Expert on chemical and biological weapons to give a public lecture on biosecurity at UC Santa Cruz on Tuesday, April 30

Graham Pearson, retired director general of the United Kingdom Chemical and Biological Defense Establishment, will visit the University of California, Santa Cruz, this month and next as a Regents' Lecturer. During his visit, from April 29 to May 10, Pearson will give a public lecture on biosecurity, meet with UCSC faculty and students, and take part in seminars and colloquia.

On Tuesday, April 30, Pearson will give a public lecture on "Biosecurity: Opportunities for the U.S.A." The talk will begin at 7:30 p.m. in the Earth and Marine Sciences Building, room B206.
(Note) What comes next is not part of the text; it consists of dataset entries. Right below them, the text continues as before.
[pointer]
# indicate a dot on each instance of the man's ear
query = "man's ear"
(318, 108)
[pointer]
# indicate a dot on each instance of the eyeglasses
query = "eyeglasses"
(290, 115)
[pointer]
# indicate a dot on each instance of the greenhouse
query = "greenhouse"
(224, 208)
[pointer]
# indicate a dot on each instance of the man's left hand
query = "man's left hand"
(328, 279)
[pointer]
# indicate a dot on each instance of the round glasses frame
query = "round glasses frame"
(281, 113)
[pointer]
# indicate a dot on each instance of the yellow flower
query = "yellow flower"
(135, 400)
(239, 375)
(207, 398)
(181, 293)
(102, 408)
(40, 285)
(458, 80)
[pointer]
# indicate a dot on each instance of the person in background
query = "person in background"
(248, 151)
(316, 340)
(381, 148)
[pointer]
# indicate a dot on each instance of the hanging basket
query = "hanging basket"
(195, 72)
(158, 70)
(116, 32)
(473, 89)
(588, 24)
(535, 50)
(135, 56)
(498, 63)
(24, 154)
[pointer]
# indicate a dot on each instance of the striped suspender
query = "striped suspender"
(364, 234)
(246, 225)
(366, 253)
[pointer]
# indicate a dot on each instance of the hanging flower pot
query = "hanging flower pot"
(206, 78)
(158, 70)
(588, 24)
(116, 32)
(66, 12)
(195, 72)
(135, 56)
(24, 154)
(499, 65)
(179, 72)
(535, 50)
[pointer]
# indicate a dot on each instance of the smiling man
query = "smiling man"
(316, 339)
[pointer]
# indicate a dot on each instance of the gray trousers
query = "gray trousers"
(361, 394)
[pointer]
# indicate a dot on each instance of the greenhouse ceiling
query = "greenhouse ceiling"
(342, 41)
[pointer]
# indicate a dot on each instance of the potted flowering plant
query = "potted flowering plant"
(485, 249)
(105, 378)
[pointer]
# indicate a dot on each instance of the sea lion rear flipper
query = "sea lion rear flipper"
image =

Pearson's main interests are in strengthening international efforts to counter the proliferation of chemical and biological weapons. In recent years, he has focused his attention on the ongoing negotiations to strengthen the Biological and Toxin Weapons Convention through a legally binding protocol. He has written numerous documents in support of this effort.

His 1999 book, The UNSCOM Saga: Chemical and Biological Weapons Non-Proliferation, details the activities of the UN special commission set up after the Gulf War to enforce the peace terms calling for destruction of Iraq's weapons of mass destruction.

Currently a visiting professor in international security at the University of Bradford in West Yorkshire, U.K., Pearson retired from the British Ministry of Defense in 1995. He is a member of the Research Council of the Chemical and Biological Arms Control Institute and is chairman of an International Union of Pure and Applied Chemistry Working Party on Evaluation of Chemical Weapon Destruction Technologies. The latter group recently completed a major report providing a critical evaluation of the technologies that have been used to destroy chemical weapons.

Pearson's visit to UCSC as a Regents' Lecturer is sponsored by the Department of Chemistry and Biochemistry, Crown College, the Department of Ecology and Evolutionary Biology, the Center for Global, International and Regional Studies (CGIRS), and the Science Communication Program.